# Application of Geometric Sequence and Series

In this tutorial we discuss the related problems of application of geometric sequence and geometric series.

__Example__:

A line is divided into six parts forming a geometric sequence. If the shortest length is $$3$$cm and the longest is $$96$$cm, find the length of the whole line.

__Solution__:

Given that

$${a_1} = 3$$, $${a_n} = 96$$, $$n = 6$$

Since $${a_n} = {a_1}{r^{n – 1}}$$

we have

$$96 = 3 \times {r^5}$$ $$ \Rightarrow r = 2$$

For the length of the whole line, we have

$${S_n} = \frac{{{a_1}\left( {{r^n} – 1} \right)}}{{r – 1}}$$ (As $$r > 1$$)

$${S_n} = \frac{{3\left( {{2^6} – 1} \right)}}{{2 – 1}} = 3\left( {64 – 1} \right) = 189$$cm

Therefore, the whole length of the line is equal to $$189$$cm.

__Example__:

The value of an automobile depreciates at the rate of $$15\% $$ per year. What will the value of an automobile be after three years if it is purchased for $$4500$$ dollars?

__Solution__:

Let $${a_1} = 4500$$ = purchased value of the automobile.

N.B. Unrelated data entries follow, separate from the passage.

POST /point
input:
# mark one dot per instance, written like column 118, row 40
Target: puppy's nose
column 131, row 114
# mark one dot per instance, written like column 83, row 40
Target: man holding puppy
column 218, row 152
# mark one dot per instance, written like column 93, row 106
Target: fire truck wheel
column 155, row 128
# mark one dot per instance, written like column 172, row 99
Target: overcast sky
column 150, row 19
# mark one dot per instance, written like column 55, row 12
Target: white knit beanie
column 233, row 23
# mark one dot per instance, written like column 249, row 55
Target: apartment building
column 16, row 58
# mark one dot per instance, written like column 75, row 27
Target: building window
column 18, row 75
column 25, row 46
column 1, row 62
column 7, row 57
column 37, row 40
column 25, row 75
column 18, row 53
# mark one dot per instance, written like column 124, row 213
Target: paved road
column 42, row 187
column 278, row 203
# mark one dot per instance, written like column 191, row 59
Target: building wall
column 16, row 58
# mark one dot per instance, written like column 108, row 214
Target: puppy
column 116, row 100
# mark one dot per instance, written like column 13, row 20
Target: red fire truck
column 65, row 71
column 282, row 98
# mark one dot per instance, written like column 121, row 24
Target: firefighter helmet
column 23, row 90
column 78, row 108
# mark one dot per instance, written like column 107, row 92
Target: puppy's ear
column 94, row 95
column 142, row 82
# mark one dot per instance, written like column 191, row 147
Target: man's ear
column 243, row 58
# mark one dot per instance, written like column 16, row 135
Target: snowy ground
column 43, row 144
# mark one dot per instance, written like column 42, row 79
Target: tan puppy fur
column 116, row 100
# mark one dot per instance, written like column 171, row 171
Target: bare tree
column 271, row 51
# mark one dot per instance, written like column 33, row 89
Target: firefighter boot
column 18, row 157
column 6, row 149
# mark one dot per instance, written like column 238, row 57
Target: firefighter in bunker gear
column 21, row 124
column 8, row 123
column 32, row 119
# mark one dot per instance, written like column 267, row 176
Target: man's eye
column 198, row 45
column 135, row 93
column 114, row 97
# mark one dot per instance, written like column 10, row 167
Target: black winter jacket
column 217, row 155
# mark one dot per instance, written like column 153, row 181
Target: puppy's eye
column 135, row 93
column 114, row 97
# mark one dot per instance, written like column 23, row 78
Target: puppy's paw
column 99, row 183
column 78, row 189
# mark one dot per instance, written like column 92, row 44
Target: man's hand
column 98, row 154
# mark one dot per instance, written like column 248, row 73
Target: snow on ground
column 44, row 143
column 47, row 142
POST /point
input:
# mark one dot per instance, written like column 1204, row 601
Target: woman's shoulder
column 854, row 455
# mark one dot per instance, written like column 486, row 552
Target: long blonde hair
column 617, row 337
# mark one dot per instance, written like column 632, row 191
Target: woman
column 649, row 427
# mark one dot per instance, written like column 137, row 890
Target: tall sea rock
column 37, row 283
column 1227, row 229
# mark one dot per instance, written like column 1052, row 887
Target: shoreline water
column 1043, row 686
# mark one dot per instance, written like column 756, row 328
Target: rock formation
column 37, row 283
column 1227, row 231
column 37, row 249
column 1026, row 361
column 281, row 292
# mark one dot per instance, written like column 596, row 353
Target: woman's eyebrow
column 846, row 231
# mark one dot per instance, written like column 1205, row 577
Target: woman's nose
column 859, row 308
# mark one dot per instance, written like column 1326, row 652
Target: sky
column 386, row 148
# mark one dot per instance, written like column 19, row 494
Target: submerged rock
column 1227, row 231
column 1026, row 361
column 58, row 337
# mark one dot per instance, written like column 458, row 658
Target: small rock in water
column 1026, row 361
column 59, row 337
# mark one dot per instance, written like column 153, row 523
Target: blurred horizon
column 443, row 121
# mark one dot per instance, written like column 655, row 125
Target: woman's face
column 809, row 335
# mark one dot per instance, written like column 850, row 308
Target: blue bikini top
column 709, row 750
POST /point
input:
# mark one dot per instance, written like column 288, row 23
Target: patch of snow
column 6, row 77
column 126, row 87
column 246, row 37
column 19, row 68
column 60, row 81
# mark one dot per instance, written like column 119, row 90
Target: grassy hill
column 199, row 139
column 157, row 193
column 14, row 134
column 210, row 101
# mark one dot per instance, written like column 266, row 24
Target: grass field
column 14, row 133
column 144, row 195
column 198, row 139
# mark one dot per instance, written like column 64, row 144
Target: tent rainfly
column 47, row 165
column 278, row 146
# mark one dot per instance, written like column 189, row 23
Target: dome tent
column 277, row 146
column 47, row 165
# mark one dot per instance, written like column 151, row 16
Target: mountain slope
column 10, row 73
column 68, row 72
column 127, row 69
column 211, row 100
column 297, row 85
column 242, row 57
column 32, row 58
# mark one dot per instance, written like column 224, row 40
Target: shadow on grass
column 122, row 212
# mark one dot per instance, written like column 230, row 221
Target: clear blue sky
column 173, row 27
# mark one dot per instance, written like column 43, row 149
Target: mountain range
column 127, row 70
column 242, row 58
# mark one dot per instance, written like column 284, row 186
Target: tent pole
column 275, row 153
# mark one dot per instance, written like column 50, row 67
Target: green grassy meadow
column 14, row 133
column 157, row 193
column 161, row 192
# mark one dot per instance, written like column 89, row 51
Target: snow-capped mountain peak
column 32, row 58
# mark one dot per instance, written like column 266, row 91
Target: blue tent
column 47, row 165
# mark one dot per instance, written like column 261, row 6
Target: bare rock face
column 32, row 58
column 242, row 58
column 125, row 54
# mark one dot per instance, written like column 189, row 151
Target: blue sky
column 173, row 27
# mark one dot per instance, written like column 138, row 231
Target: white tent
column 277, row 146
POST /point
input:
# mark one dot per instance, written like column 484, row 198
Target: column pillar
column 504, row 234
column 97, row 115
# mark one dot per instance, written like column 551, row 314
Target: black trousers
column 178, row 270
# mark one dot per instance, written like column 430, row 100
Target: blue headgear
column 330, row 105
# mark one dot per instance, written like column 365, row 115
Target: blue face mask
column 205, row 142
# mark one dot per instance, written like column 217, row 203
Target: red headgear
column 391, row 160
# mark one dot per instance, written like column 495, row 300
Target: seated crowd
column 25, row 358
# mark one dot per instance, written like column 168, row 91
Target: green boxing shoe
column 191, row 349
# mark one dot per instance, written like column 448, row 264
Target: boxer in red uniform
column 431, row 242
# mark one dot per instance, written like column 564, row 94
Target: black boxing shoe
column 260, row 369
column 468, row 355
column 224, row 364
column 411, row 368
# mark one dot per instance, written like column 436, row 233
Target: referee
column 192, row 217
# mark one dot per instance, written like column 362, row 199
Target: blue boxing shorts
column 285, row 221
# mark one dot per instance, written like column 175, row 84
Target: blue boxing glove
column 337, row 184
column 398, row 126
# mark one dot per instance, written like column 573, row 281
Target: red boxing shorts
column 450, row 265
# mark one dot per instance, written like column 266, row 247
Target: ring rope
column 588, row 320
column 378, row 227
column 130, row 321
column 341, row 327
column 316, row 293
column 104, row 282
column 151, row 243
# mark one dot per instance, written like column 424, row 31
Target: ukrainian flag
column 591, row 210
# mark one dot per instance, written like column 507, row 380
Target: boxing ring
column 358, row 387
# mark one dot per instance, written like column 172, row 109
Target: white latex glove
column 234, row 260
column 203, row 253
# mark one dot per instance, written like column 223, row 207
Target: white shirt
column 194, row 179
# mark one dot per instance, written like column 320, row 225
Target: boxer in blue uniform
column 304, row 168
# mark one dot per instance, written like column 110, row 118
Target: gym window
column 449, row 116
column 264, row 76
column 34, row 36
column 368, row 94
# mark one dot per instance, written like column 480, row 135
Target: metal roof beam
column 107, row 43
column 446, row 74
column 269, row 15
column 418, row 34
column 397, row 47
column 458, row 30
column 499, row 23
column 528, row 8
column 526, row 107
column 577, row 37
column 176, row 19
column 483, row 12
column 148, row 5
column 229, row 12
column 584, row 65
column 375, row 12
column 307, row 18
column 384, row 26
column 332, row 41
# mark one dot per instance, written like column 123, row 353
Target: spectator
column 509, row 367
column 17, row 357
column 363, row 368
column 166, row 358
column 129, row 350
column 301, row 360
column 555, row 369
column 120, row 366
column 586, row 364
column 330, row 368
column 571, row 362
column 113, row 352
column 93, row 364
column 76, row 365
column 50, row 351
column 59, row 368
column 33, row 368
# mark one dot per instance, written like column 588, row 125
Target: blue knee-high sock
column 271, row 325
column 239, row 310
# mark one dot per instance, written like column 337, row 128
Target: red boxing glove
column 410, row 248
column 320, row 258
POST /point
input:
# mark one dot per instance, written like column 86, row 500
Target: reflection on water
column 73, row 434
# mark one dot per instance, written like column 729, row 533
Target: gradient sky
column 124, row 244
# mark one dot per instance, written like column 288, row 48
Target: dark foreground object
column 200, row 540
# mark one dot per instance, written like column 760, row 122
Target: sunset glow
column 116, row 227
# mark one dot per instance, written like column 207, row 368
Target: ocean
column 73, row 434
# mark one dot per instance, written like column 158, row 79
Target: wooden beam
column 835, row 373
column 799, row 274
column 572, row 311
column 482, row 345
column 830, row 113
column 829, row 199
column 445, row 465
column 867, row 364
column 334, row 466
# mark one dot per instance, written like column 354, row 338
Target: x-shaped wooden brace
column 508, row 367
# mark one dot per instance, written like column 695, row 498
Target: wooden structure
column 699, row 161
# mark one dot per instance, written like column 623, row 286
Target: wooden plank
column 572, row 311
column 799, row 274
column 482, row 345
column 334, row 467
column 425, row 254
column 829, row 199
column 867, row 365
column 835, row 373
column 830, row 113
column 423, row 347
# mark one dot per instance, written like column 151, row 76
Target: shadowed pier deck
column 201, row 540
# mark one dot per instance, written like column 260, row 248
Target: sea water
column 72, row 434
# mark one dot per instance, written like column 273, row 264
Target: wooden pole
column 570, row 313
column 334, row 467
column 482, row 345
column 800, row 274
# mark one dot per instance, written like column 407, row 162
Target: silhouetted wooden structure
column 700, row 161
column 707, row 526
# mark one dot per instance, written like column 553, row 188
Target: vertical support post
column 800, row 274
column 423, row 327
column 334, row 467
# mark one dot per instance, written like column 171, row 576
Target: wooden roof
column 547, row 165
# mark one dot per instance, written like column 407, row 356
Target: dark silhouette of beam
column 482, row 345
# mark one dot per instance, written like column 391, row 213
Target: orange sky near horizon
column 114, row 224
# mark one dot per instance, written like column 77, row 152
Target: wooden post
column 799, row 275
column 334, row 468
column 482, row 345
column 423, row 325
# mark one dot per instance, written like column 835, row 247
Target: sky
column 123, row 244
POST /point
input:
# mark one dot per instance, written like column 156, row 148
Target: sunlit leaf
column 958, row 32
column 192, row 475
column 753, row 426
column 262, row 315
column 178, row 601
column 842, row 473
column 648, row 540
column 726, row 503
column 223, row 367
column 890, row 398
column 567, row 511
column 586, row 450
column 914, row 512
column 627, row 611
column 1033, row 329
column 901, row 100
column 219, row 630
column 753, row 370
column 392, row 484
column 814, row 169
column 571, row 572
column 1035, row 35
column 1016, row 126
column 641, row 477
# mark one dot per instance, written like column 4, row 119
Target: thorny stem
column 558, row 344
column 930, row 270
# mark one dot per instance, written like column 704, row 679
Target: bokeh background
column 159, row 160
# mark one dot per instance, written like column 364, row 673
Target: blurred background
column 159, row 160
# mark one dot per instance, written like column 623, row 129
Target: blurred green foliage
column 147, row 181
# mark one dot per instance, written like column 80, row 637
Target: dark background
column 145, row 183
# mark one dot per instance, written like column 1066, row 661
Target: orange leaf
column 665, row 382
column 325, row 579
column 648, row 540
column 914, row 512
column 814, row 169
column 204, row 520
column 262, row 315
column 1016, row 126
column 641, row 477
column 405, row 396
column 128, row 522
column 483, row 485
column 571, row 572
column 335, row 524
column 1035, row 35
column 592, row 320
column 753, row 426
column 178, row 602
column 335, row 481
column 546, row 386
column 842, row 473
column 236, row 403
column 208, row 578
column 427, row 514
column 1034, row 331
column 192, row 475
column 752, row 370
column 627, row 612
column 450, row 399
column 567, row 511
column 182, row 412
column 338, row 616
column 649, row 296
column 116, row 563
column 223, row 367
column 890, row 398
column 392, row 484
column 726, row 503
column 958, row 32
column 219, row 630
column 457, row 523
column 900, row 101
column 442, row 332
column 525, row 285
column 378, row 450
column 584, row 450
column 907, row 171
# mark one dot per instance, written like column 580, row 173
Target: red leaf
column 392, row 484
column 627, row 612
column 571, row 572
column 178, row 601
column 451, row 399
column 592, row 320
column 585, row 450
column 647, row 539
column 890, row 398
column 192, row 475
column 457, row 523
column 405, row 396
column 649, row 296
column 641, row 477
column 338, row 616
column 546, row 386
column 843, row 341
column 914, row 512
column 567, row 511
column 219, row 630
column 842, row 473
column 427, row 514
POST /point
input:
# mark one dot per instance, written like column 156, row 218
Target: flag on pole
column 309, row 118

The value of automobile at the end of the first year

$$ = {a_1} – {a_1}\left( {\frac{{15}}{{100}}} \right) = {a_1}\left( {1 – 0.05} \right) = {a_1}\left( {0.85} \right)$$

The value of the automobile at the end of the second year

$$ = {a_1}\left( {0.85} \right) – {a_1}\left( {0.85} \right)\left( {\frac{{15}}{{85}}} \right) = {a_1}\left( {0.85} \right)\left[ {1 – \frac{{15}}{{100}}} \right]$$

$$ = {a_1}\left( {0.85} \right)\left( {1 – 0.85} \right) = {a_1}\left( {0.85} \right)\left( {0.85} \right) = {a_1}{\left( {0.85} \right)^2}$$

Similarly, the value at the end of the third year

$$ = {a_1}{\left( {0.85} \right)^3}$$

Hence, the value of the automobile at the end of $$3$$ years after being purchased for $$4500$$

$$ = 4500{\left( {0.85} \right)^3} = 4500\left( {0.6141} \right) = 2763.45$$